Nel caso di specie, a prescindere dal fatto che i signori AM e . PV non si sono limitati a chiedere la cessazione di condotte discriminatorie ma anche di ulteriori condotte verificatesi sul posto di lavoro ritenute illecite/mobbizzanti e vessatorie ai loro danni, osserva il collegio come il particolare rito antidiscriminatorio ex artt. 28 D.Lgs. n. 150/2011 - 702 bis c.p.c., ammesso e non concesso che sia azionabile dai lavoratori al di fuori delle situazioni di discriminazione tipizzate dalla legge, introduca un vero e proprio giudizio di merito e non un procedimento avente natura squisitamente cautelare. Per questo motivo l'eccezione, implicitamente superata dal primo giudice, non è meritevole di accoglimento.
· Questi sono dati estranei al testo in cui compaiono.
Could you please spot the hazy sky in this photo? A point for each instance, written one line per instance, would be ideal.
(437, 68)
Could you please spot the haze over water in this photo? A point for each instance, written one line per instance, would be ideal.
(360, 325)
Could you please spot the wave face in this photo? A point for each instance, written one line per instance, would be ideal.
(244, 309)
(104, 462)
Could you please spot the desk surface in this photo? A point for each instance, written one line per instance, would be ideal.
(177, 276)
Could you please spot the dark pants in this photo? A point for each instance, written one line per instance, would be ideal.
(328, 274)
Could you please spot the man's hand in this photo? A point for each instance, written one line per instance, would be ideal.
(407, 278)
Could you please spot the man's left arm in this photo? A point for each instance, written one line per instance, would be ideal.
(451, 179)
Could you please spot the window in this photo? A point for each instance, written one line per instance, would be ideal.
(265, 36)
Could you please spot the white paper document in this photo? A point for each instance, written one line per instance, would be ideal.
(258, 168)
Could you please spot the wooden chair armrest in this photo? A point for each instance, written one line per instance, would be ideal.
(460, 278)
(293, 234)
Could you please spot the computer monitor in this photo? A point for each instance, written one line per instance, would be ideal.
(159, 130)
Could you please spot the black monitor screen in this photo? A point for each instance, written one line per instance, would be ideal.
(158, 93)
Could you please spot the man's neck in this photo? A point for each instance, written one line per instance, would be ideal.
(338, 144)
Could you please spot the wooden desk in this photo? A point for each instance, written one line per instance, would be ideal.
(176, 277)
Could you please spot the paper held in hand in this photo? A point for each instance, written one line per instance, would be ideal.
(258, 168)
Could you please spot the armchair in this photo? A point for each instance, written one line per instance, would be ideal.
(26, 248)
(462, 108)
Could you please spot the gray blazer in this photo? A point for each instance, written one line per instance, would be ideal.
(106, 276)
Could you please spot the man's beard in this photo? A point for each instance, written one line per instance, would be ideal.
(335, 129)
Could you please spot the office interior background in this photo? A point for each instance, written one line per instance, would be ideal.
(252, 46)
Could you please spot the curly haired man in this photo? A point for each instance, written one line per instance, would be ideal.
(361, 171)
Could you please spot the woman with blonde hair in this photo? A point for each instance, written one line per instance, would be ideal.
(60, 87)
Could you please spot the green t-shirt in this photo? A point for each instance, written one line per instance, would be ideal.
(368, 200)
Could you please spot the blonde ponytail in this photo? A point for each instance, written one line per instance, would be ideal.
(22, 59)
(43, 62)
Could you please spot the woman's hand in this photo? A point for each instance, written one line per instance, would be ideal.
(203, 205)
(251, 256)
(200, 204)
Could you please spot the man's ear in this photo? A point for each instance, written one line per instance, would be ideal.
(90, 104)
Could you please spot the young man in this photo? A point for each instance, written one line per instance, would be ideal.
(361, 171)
Entrando nel merito i signori AM e PV , dopo aver dato atto di non essersi sottoposti alla vaccinazione anti Covid ed aver lamentato di essere stati isolati dai colleghi vaccinati, hanno chiesto al giudice del lavoro una tutela in via d'urgenza e cioè di "...ordinare alla società RC s.r.l. ... di far cessare le condotte discriminatorie e vessatorie tenute nei confronti dei lavoratori sig.ri A e P e meglio descritte in narrativa.. Si precisa che, a titolo esemplificativo e non esaustivo, le condotte contestate di cui si chiede di ordinare la cessazione sono le seguenti: 1. Richiedere un Green Pass da vaccino per l'accesso in azienda. 2. Isolare i dipendenti non vaccinati, non permettendogli rapporti con il restante personale. 3. Spostare i dipendenti non vaccinati in una sede distaccata (Via..., nello specifico), sporca, non riscaldata ed inidonea allo svolgimento dell'attività lavorativa . 4. Impedire ai dipendenti di svolgere le mansioni inerenti il loro inquadramento o adibirli ad altre. 5. Imporre l'utilizzo di ferie non richieste e non concordate con il solo fine di tenere il dipendente lontano dal luogo di lavoro.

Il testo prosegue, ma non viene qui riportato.